Startup of the Week 🚀

Mastra – a new TypeScript framework for building AI agents – is turning heads in the dev community. Think: AI apps with memory, toolchains, and control flows, all built natively in your Node/TS stack.
The framework closed a $13 million seed in October, from Y Combinator, Paul Graham, Gradient Ventures, and over 120 investors. With 150,000+ weekly downloads, it’s now the #3 fastest-growing JavaScript framework ever.
They’re announcing a new launch very soon, so stay tuned for updates!
The Team Behind Mastra

Mastra was founded in 2024 by Sam Bhagwat, Shane Thomas, and Abhi Aiyer — the same folks behind Gatsby, one of the earliest and most influential frontend frameworks in the modern web ecosystem.
After Gatsby, they saw a similar opportunity with AI: most agent tooling is built for Python devs, not the JavaScript/TypeScript community. Mastra flips that script. It’s an open-source framework designed to feel native to modern frontend teams — typed, composable, and production-grade from day one.
![]() | A big part of Mastra’s growth comes from Sam’s books. His first book Principles of Building AI Agents is the biggest hit of the year in SF, and they’ve handed out over 1 Million copies across the globe. Sam just published another book, Patterns for Building AI Agents. In this edition, he distills what’s working in production: evolving agent architectures, context strategies, evaluation workflows, and security fundamentals — all drawn from real-world teams shipping agent systems at scale. |
Inbox intel 🧐
Q: There’s a new AI dev tool or framework launching every other week. How should engineers decide which ones are actually worth adopting versus just hype?

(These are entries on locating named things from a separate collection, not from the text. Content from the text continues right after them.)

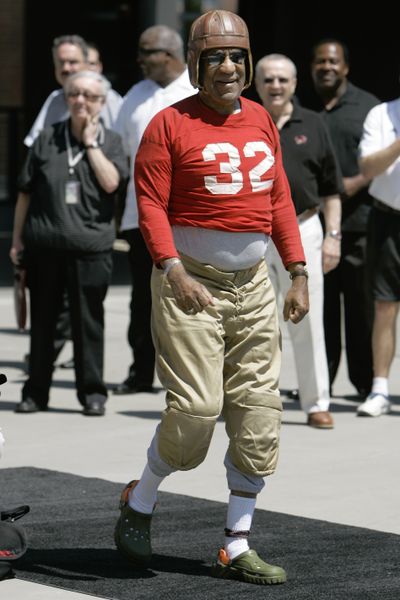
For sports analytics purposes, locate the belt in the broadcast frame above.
[374,198,400,217]
[297,206,318,223]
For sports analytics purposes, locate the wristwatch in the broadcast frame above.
[289,267,308,280]
[325,229,342,242]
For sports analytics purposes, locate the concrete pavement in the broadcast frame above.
[0,286,400,600]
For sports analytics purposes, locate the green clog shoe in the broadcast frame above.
[114,480,153,566]
[211,548,286,585]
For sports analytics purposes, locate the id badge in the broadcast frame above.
[65,179,81,204]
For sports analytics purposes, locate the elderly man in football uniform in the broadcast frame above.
[115,10,308,584]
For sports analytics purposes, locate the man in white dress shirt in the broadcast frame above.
[357,98,400,417]
[24,35,122,147]
[114,25,196,394]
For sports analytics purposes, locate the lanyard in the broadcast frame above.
[64,122,86,175]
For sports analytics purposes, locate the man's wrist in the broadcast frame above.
[325,229,342,242]
[289,266,308,281]
[162,256,182,275]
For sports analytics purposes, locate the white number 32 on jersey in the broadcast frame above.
[203,141,275,194]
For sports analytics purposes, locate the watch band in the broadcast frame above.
[325,229,342,242]
[289,267,308,280]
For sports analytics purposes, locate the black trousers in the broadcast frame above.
[22,249,112,406]
[123,229,155,385]
[324,232,373,393]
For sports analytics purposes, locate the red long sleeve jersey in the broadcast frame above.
[135,95,305,265]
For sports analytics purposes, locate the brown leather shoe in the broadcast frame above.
[307,410,334,429]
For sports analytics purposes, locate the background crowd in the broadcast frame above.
[7,18,400,429]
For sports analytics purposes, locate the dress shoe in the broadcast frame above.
[82,400,106,417]
[307,410,333,429]
[357,393,391,417]
[58,358,74,369]
[15,396,47,413]
[113,377,154,396]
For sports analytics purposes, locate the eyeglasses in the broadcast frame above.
[67,90,104,102]
[200,50,247,67]
[138,48,169,56]
[264,77,289,84]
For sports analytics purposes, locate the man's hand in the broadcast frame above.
[283,276,309,323]
[167,263,214,315]
[322,236,341,273]
[9,239,24,267]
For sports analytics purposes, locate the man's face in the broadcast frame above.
[66,77,104,121]
[199,48,246,114]
[138,31,170,86]
[53,44,87,85]
[311,43,349,91]
[255,59,297,113]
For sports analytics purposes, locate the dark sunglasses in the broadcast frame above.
[138,48,169,56]
[201,50,247,67]
[264,77,289,84]
[67,90,104,102]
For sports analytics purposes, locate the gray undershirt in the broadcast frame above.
[172,225,269,272]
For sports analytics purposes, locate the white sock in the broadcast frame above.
[225,494,257,560]
[128,465,165,515]
[371,377,389,396]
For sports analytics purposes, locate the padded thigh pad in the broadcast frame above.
[158,408,217,471]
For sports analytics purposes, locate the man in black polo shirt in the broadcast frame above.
[256,54,341,429]
[311,39,379,398]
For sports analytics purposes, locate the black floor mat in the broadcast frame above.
[0,468,400,600]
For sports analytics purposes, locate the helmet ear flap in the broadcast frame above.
[187,10,253,88]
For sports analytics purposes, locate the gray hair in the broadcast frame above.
[139,25,185,63]
[256,53,297,78]
[64,71,111,96]
[52,34,88,62]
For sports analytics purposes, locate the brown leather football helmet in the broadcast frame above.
[187,10,253,89]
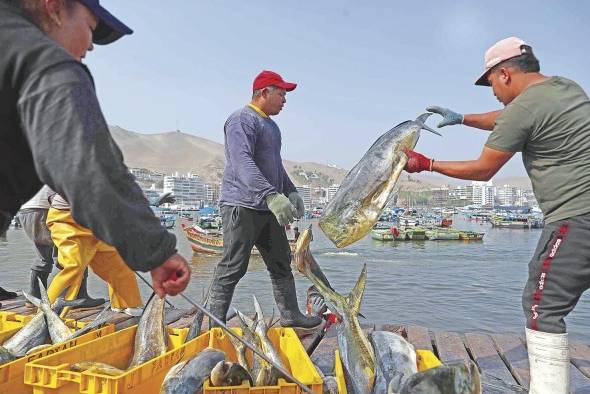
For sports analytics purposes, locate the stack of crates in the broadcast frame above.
[25,326,323,394]
[0,312,115,394]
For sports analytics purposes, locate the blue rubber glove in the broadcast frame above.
[426,105,463,127]
[266,194,297,226]
[289,192,305,219]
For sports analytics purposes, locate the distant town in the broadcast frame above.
[130,168,538,210]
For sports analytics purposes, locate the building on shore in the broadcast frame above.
[297,185,311,210]
[164,173,207,209]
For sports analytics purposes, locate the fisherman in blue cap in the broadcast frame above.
[0,0,190,297]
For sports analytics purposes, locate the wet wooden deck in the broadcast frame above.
[0,296,590,394]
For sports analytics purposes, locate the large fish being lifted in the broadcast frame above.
[320,113,440,248]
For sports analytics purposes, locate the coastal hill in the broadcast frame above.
[109,126,528,190]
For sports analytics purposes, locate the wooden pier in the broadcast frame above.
[0,296,590,394]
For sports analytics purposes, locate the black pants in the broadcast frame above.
[211,205,293,297]
[522,214,590,334]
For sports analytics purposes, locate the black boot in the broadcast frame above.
[0,287,17,301]
[25,270,50,308]
[272,276,322,329]
[76,271,107,308]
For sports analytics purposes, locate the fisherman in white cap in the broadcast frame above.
[406,37,590,394]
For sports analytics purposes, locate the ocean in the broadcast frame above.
[0,215,590,343]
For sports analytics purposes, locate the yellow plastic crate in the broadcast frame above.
[0,311,35,345]
[0,316,115,394]
[334,349,442,394]
[203,328,323,394]
[24,326,201,394]
[25,326,322,394]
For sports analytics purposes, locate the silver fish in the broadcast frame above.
[160,348,225,394]
[370,331,418,393]
[0,298,88,365]
[396,361,481,394]
[319,113,440,248]
[211,361,254,387]
[294,226,375,394]
[23,280,113,344]
[128,293,168,369]
[238,296,284,386]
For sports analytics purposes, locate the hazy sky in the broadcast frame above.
[86,0,590,176]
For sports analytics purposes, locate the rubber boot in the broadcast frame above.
[272,276,322,329]
[0,287,17,301]
[526,328,570,394]
[25,270,50,308]
[76,271,107,310]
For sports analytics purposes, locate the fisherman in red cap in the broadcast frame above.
[209,71,322,328]
[406,37,590,394]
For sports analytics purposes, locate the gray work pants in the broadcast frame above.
[522,214,590,334]
[18,209,56,272]
[211,206,293,297]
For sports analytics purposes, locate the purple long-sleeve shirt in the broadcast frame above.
[220,106,297,211]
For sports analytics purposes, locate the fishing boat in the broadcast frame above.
[490,214,544,229]
[426,227,460,241]
[371,228,395,241]
[459,231,485,241]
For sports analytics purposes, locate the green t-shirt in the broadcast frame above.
[486,77,590,222]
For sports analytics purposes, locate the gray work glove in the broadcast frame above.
[266,194,297,226]
[289,192,305,219]
[426,105,463,127]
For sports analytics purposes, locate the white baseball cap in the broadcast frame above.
[475,37,531,86]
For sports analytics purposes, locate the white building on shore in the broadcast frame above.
[164,173,207,209]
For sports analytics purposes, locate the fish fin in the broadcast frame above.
[346,264,367,314]
[416,112,432,124]
[236,309,254,329]
[416,112,442,137]
[252,294,264,320]
[23,290,42,308]
[422,124,442,137]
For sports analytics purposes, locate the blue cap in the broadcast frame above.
[78,0,133,45]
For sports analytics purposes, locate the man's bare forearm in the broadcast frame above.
[463,110,502,130]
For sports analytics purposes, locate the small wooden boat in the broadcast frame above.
[426,228,459,241]
[371,229,395,241]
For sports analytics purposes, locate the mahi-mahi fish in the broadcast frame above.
[70,293,168,376]
[294,226,375,394]
[319,113,440,248]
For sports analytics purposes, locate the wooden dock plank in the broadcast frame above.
[465,333,517,384]
[434,331,471,363]
[570,342,590,377]
[406,326,434,351]
[570,364,590,394]
[491,334,530,388]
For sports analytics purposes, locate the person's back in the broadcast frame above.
[0,0,85,214]
[486,77,590,222]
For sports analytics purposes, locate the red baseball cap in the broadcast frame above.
[252,70,297,92]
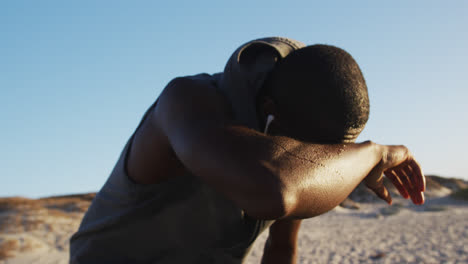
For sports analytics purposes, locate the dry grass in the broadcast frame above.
[0,193,95,234]
[0,240,19,260]
[452,188,468,201]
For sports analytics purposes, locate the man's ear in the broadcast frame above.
[258,96,278,125]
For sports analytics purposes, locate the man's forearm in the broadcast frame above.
[177,122,382,219]
[265,138,383,218]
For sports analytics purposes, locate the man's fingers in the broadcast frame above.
[409,159,426,192]
[393,168,424,204]
[385,170,409,199]
[372,184,392,204]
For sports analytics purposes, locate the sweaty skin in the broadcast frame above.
[127,78,425,263]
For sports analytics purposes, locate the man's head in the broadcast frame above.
[257,45,369,143]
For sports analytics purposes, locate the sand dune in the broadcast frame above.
[0,176,468,264]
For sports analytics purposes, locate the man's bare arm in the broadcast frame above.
[146,78,424,219]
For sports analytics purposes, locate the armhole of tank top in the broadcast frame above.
[121,99,158,189]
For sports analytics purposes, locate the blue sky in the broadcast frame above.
[0,0,468,197]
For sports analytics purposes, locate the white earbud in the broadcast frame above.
[263,115,275,134]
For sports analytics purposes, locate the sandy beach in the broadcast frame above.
[0,177,468,264]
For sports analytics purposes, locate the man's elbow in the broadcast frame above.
[244,180,296,220]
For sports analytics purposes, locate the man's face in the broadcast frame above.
[260,96,362,144]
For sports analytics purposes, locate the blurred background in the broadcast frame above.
[0,0,468,198]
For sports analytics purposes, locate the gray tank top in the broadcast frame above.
[70,38,303,264]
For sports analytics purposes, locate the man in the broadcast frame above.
[70,38,425,263]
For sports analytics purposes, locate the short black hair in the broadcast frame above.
[259,45,369,140]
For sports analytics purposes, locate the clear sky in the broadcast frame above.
[0,0,468,197]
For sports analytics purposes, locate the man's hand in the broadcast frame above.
[364,146,426,205]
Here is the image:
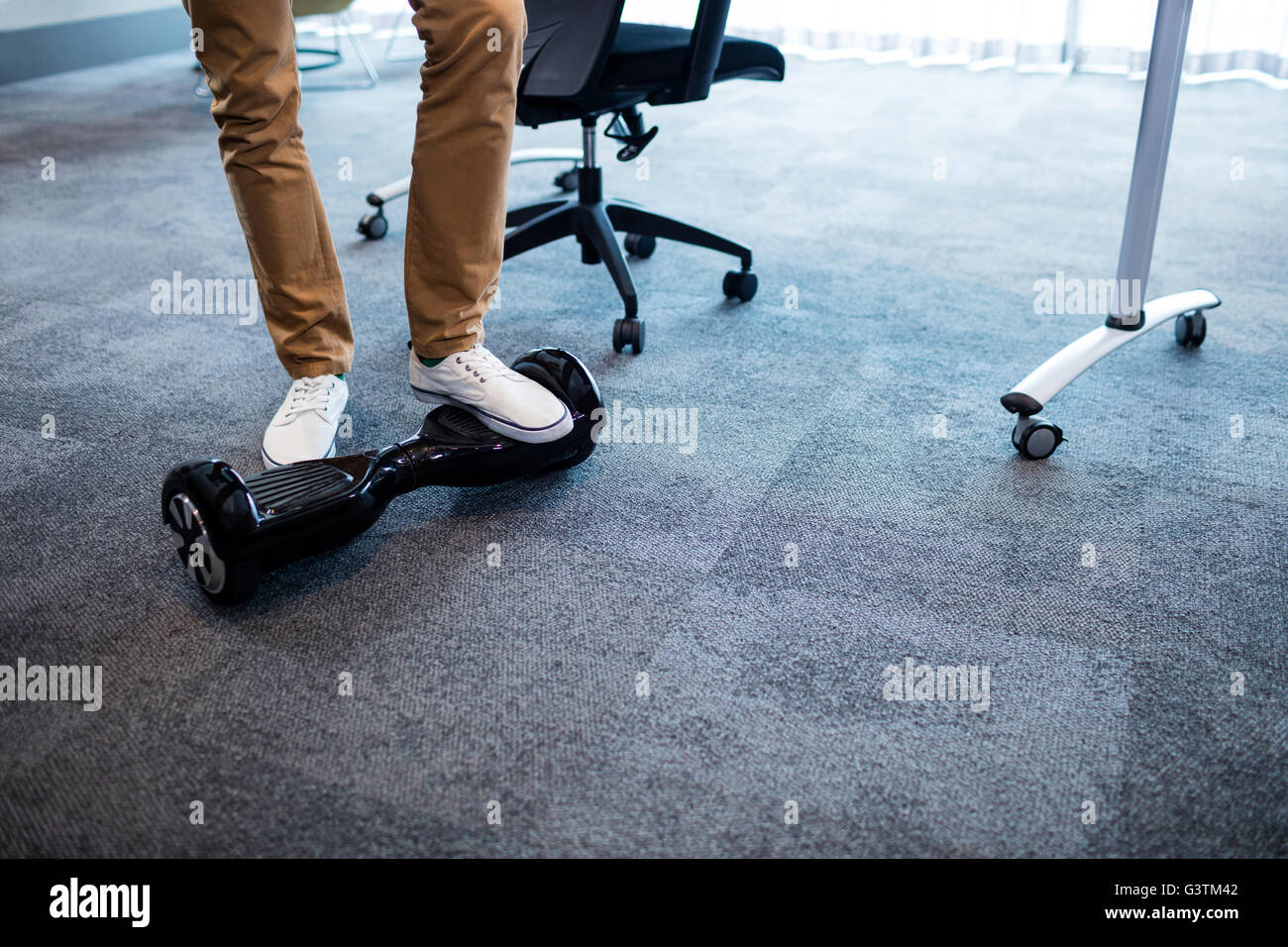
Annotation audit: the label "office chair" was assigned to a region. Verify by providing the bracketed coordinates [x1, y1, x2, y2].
[505, 0, 785, 355]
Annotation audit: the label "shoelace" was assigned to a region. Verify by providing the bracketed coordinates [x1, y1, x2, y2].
[286, 374, 335, 417]
[452, 346, 516, 384]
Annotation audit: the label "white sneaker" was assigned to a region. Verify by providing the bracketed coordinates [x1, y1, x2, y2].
[262, 374, 349, 468]
[409, 346, 572, 443]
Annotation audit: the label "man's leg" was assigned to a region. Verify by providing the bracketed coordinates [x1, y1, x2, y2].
[404, 0, 574, 442]
[184, 0, 353, 378]
[404, 0, 527, 360]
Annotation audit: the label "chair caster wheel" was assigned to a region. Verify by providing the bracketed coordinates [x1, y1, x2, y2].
[1176, 309, 1207, 349]
[358, 210, 389, 240]
[553, 167, 577, 194]
[724, 269, 759, 303]
[622, 233, 657, 261]
[1012, 415, 1064, 460]
[613, 320, 644, 356]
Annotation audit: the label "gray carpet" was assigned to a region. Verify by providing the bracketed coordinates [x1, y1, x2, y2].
[0, 46, 1288, 857]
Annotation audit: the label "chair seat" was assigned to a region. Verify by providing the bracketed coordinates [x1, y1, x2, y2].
[599, 23, 786, 91]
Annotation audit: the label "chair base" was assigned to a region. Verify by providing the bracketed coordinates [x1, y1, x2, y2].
[505, 166, 756, 352]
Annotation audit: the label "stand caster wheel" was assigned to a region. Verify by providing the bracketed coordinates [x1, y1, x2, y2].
[1176, 309, 1207, 349]
[724, 269, 759, 303]
[553, 167, 577, 194]
[358, 210, 389, 240]
[613, 320, 644, 356]
[622, 233, 657, 261]
[1012, 415, 1064, 460]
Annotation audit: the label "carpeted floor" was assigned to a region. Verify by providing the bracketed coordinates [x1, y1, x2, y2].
[0, 44, 1288, 857]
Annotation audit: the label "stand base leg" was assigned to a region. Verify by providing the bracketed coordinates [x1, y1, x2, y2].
[1002, 290, 1221, 458]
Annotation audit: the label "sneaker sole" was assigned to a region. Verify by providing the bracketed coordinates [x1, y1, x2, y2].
[411, 385, 574, 445]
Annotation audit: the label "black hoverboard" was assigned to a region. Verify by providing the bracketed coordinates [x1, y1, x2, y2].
[161, 348, 602, 604]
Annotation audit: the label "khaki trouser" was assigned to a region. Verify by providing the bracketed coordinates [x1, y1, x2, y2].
[184, 0, 527, 378]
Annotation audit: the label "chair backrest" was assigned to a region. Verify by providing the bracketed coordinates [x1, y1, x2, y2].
[520, 0, 730, 104]
[520, 0, 626, 98]
[651, 0, 730, 106]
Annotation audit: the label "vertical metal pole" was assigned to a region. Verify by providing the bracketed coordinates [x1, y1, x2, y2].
[1105, 0, 1192, 329]
[581, 119, 599, 167]
[1060, 0, 1082, 69]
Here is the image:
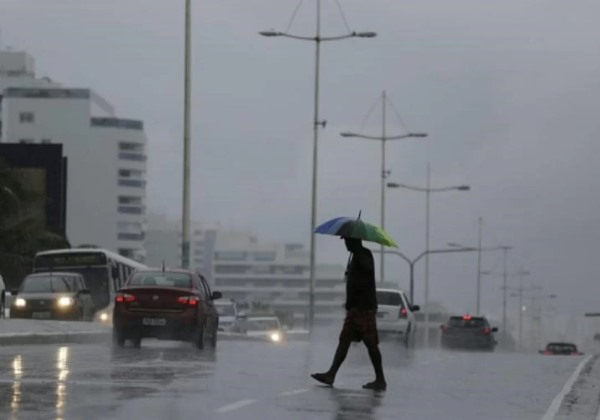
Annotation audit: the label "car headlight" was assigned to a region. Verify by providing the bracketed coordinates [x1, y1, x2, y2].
[58, 297, 73, 307]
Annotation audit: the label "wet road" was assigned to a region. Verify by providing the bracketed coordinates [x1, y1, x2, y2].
[0, 334, 582, 420]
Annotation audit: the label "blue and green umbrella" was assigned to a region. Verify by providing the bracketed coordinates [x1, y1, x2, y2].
[315, 216, 398, 248]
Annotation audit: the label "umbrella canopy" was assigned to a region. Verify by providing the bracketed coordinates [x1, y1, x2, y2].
[315, 217, 398, 248]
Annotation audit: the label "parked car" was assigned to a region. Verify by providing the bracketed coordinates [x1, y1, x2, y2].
[540, 342, 583, 356]
[441, 315, 498, 351]
[113, 269, 222, 349]
[10, 272, 95, 321]
[215, 299, 239, 332]
[241, 316, 286, 343]
[377, 289, 419, 347]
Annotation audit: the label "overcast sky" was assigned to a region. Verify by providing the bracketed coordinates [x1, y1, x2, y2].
[0, 0, 600, 322]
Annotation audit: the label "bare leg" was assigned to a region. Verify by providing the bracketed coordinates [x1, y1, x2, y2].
[363, 343, 387, 391]
[311, 340, 351, 385]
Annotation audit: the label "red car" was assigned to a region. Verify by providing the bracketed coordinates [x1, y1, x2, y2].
[113, 269, 222, 349]
[540, 342, 583, 356]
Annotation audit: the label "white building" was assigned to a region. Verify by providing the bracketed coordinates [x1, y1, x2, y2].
[145, 213, 215, 272]
[145, 218, 346, 320]
[0, 51, 146, 261]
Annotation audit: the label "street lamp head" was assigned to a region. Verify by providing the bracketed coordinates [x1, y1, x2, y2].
[354, 32, 377, 38]
[340, 131, 356, 137]
[259, 31, 281, 36]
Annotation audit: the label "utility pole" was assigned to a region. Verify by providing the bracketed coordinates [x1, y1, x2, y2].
[475, 217, 483, 315]
[181, 0, 192, 268]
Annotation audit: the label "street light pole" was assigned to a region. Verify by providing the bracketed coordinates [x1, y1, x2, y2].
[475, 217, 483, 315]
[259, 0, 377, 331]
[379, 90, 387, 283]
[425, 162, 431, 348]
[502, 246, 510, 342]
[340, 102, 427, 283]
[181, 0, 192, 268]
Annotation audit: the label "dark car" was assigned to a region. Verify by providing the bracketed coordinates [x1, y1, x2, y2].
[441, 315, 498, 351]
[10, 272, 95, 321]
[540, 342, 583, 356]
[113, 269, 221, 349]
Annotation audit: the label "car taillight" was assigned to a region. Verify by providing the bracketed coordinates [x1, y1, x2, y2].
[177, 296, 199, 306]
[115, 293, 135, 303]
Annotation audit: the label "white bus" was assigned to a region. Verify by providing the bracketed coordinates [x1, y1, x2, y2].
[33, 248, 146, 322]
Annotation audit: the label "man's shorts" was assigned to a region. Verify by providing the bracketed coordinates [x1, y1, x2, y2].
[340, 309, 379, 345]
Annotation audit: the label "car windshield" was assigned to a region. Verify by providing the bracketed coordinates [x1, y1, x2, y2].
[215, 303, 235, 316]
[546, 343, 577, 352]
[127, 271, 192, 289]
[246, 319, 279, 331]
[377, 290, 404, 306]
[448, 316, 486, 328]
[65, 266, 110, 308]
[21, 276, 74, 293]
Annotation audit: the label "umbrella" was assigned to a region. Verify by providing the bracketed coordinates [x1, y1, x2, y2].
[315, 216, 398, 248]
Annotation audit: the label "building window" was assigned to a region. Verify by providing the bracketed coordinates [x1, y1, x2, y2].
[119, 179, 146, 188]
[215, 251, 246, 261]
[119, 195, 142, 204]
[119, 141, 144, 152]
[119, 152, 146, 162]
[118, 206, 144, 214]
[117, 233, 144, 241]
[19, 112, 35, 124]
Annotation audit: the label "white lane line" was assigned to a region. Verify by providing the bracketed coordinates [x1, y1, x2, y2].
[216, 399, 256, 413]
[542, 356, 592, 420]
[279, 389, 308, 397]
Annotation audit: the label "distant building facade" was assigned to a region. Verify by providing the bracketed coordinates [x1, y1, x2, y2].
[0, 51, 147, 261]
[0, 143, 68, 236]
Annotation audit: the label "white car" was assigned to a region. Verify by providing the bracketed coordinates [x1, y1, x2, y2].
[242, 316, 286, 343]
[377, 289, 419, 347]
[215, 299, 239, 332]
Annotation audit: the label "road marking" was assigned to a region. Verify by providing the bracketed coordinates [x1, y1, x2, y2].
[279, 389, 308, 397]
[217, 399, 256, 413]
[542, 356, 592, 420]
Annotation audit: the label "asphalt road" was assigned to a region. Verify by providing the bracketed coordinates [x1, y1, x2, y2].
[0, 332, 595, 420]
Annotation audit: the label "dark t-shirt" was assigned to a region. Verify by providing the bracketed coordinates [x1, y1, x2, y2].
[346, 248, 377, 311]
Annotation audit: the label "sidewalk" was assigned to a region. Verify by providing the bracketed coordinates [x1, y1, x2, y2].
[0, 318, 112, 345]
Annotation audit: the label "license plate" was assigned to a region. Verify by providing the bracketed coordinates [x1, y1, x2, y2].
[142, 318, 167, 327]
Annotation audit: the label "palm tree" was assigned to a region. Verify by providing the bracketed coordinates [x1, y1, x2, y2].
[0, 159, 70, 286]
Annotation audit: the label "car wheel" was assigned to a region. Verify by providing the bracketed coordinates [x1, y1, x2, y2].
[194, 325, 204, 350]
[113, 328, 125, 348]
[131, 337, 142, 349]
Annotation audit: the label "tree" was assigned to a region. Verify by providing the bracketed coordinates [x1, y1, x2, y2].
[0, 159, 70, 288]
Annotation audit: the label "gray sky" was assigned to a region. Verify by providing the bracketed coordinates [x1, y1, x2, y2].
[0, 0, 600, 322]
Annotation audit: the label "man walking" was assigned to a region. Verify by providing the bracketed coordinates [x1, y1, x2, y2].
[311, 238, 387, 391]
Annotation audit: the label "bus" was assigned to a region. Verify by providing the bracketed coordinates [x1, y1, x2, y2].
[33, 248, 147, 323]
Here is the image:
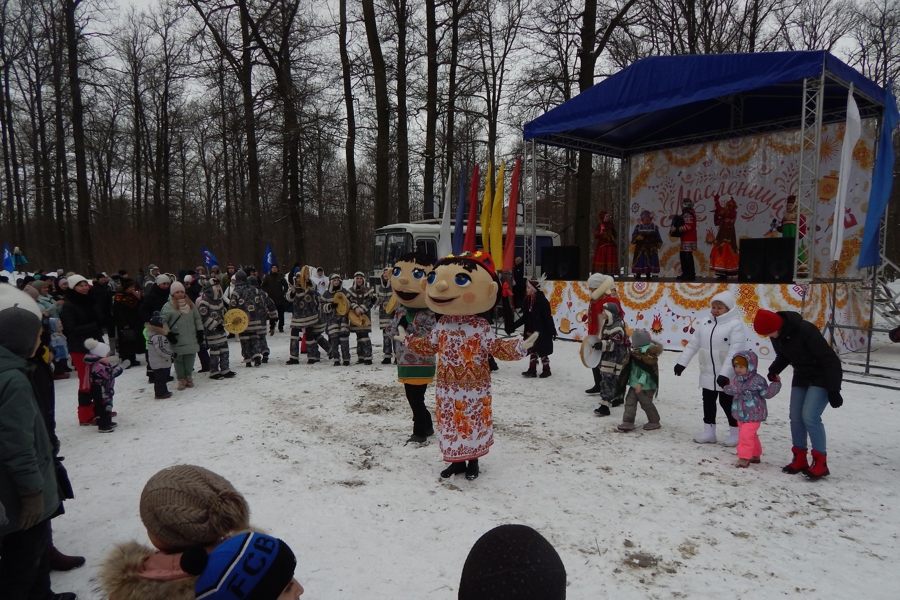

A: Start by asking whether the tool solves a clear, existing pain point — not just something trendy. Try it in a low-risk environment first (like a side feature or sandbox) to see if it actually improves your workflow and plays well with your stack. Prioritize tools that align with your team’s strengths, not ones that require a complete rewire. And above all, avoid adopting tech just because everyone else is — real fit beats hype every time.